A combination of amivantamab and lazertinib therapy in the first-line treatment improved overall survival compared with the existing targeted therapy, osimertinib, in EGFR-mutated advanced lung cancer, a phase 3 trial showed.
A research team led by Professor Cho Byoung-chul of Yonsei Cancer Center’s Lung Cancer Center reported on Tuesday that in a multinational, randomized phase 3 trial involving untreated patients with EGFR-mutated, locally advanced or metastatic non-small cell lung cancer (NSCLC), the combination of amivantamab and lazertinib improved the three-year survival rate by 9 percentage points compared with the current standard therapy, osimertinib.
The findings were published in the New England Journal of Medicine (impact factor 176). This marks the first time a Korean oncologist, Professor Cho Byoung-chul, has had three studies published in the prestigious journal, and also the first time clinical results of a homegrown cancer drug have appeared in NEJM twice.
EGFR-mutated NSCLC accounts for 25 to 40 percent of all lung cancer cases and is the most common subtype, with an estimated 450,000 new patients diagnosed globally each year. Until now, the standard first-line therapy, osimertinib, has shown a response rate of about 80 percent and a progression-free survival of 16 to 18 months. However, most patients eventually develop resistance.
After phase 1 and 2 trials demonstrated the combination therapy’s efficacy, Professor Cho proceeded with a multinational, randomized phase 3 study. The regimen included amivantamab, approved by the Ministry of Food and Drug Safety for advanced EGFR-mutated NSCLC, and lazertinib, approved also by the MFDS for NSCLC driven by specific EGFR exon 20 mutations. The combination therapy had previously demonstrated superior progression-free survival over osimertinib, leading to U.S. FDA approval in August 2024.
Among 429 patients treated with the combination regimen, the three-year overall survival rate was 60 percent, an improvement of 9 percentage points over the osimertinib arm.
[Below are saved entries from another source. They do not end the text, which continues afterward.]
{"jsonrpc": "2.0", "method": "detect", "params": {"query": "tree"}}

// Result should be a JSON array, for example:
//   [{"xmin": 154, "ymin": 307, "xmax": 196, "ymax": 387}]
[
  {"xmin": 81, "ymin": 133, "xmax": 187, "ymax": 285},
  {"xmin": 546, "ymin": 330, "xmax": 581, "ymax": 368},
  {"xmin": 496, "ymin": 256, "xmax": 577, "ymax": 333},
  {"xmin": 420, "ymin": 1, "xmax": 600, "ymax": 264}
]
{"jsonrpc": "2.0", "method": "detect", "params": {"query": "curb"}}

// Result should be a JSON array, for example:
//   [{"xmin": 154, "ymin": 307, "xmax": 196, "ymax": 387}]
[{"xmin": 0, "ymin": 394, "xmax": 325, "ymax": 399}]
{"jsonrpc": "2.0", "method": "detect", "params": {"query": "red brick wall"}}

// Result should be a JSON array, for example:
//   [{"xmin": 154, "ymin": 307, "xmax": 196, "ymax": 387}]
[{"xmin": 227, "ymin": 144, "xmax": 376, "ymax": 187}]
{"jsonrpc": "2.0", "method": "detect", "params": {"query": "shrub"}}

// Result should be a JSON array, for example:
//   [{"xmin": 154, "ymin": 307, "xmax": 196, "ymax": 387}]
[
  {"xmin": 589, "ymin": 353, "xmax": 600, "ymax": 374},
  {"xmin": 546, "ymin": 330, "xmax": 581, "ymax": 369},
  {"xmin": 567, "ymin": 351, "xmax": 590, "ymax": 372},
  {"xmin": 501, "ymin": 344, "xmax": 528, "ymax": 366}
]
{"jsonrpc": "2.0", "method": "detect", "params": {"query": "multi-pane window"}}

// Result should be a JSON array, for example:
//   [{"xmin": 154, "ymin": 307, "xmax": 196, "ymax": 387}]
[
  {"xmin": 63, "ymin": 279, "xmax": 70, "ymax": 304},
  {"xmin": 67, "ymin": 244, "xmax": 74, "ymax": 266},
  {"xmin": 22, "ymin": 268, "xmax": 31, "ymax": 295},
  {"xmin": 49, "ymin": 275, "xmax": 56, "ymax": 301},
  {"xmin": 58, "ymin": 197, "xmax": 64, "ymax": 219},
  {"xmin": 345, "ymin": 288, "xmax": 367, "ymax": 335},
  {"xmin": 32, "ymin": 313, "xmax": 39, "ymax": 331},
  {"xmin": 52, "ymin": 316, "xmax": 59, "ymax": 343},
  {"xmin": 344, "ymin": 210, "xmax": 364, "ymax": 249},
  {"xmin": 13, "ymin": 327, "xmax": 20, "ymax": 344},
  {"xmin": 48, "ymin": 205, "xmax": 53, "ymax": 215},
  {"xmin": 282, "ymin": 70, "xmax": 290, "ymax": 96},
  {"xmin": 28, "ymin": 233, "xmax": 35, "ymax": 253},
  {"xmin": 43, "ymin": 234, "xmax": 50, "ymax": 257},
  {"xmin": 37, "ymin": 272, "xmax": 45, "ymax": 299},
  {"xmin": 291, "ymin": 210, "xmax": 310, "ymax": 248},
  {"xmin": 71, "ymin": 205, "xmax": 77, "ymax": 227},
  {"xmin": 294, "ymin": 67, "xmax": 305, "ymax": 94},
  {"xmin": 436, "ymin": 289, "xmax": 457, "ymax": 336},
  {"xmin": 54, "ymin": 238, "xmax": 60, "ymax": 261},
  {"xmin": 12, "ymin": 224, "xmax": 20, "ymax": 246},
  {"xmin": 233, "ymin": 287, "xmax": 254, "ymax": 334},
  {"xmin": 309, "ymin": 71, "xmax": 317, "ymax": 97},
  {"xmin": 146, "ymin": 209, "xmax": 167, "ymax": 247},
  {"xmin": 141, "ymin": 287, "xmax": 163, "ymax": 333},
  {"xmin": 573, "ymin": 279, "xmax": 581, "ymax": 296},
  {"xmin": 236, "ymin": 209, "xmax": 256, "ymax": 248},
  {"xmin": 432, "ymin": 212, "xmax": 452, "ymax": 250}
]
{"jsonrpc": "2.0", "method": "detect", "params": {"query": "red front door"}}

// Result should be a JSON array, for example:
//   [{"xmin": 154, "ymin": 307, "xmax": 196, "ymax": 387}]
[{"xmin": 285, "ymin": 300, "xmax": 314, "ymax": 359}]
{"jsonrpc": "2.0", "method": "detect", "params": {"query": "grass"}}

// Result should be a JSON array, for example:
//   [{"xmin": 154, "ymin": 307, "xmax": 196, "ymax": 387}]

During the 37.8-month follow-up, the median overall survival of the amivantamab–lazertinib group “surpassed the observation period,” whereas the osimertinib group recorded 36.7 months, Severance Hospital said.
The combination therapy also demonstrated superior efficacy in patients with brain metastases. Its main side effects were skin rash and paronychia, but most were mild reactions that could be managed.
“By demonstrating not only improved progression-free survival last year but now also improved overall survival, we have confirmed the clear therapeutic benefit of the amivantamab-lazertinib combination therapy for patients with advanced EGFR-mutated NSCLC,” Professor Cho said.
“With this NEJM publication, we present the possibility that a first-line chemotherapy-free strategy using next-generation targeted therapies could become a new standard of care, surpassing conventional chemotherapy.”